British Catholic magazine (1964–1970)

Slant was a Catholic magazine associated with the University of Cambridge and the Dominican Order during the 1960s. It sought to combine Catholic belief with left-wing politics.

==Description==
The context of Slant has been explained by James Smith in his critical introduction to Terry Eagleton. Slant came into being in the mid-1960s in Cambridge, as a journal "devoted to a Catholic exploration of .. radical politics". The magazine was influenced by the thinking of Ludwig Wittgenstein and Karl Marx.

The first issue was published in spring 1964. This issue began with an introduction by Raymond Williams and for the first six issues Slant was published quarterly. From volume 2 (February/March 1966), it evolved to a bimonthly publication and was eventually published by Sheed and Ward, a Catholic publishing house.

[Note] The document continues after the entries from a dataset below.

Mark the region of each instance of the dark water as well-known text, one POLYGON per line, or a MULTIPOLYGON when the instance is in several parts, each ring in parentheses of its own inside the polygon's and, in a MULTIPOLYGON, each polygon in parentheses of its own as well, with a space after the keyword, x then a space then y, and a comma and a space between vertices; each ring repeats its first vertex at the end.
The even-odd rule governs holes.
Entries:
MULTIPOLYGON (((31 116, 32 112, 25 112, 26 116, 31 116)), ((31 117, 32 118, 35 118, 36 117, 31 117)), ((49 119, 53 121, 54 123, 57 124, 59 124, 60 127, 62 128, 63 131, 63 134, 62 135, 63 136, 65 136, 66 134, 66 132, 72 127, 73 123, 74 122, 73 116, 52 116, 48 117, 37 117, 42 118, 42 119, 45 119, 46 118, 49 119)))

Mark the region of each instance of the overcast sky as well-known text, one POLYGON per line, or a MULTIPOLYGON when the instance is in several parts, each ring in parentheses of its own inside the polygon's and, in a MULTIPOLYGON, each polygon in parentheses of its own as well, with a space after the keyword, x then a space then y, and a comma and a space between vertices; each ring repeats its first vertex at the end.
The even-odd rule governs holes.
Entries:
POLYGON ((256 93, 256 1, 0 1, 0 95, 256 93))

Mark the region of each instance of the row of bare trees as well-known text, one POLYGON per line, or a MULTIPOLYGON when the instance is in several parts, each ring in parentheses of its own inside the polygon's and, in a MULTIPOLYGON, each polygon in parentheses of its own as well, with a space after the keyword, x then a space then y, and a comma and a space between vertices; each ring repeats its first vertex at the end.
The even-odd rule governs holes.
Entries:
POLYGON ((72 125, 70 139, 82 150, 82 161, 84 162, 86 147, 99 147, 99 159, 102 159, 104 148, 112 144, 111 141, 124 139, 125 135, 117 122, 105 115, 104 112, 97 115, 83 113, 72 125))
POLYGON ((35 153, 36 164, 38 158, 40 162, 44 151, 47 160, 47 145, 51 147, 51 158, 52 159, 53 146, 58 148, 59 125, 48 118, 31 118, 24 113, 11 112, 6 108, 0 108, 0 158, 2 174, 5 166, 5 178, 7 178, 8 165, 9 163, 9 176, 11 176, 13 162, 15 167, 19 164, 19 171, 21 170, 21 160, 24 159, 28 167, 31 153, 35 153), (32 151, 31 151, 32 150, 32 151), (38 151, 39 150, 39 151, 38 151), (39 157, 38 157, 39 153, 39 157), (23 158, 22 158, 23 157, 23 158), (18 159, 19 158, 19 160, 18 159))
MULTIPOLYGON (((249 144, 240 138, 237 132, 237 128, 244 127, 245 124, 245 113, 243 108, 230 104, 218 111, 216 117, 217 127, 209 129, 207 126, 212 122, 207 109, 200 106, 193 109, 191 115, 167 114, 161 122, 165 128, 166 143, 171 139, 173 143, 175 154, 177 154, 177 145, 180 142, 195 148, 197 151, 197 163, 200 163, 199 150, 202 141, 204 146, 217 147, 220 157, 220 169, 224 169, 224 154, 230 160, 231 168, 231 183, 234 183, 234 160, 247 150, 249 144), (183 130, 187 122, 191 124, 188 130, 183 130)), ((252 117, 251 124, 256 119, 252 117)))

The editorial board of Slant included a number of students or recent students at Cambridge, several of whom went on to academic careers: Adrian Cunningham (who went on to be a professor of religious studies at the University of Lancaster), Terry Eagleton, and Leo Pyle (later a professor of biotechnology at the University of Reading). Martin Shaw (later a professor of sociology and international relations at the Universities of Hull and Sussex) was its student organiser. Dominican priest and philosopher Herbert McCabe was also affiliated. Denys Turner is a significant theologian influenced by Slant.

Some Slant writings were compiled as a book, Slant Manifesto, published by Sheed and Ward in 1966. Slant ceased publication in 1970 after 30 issues.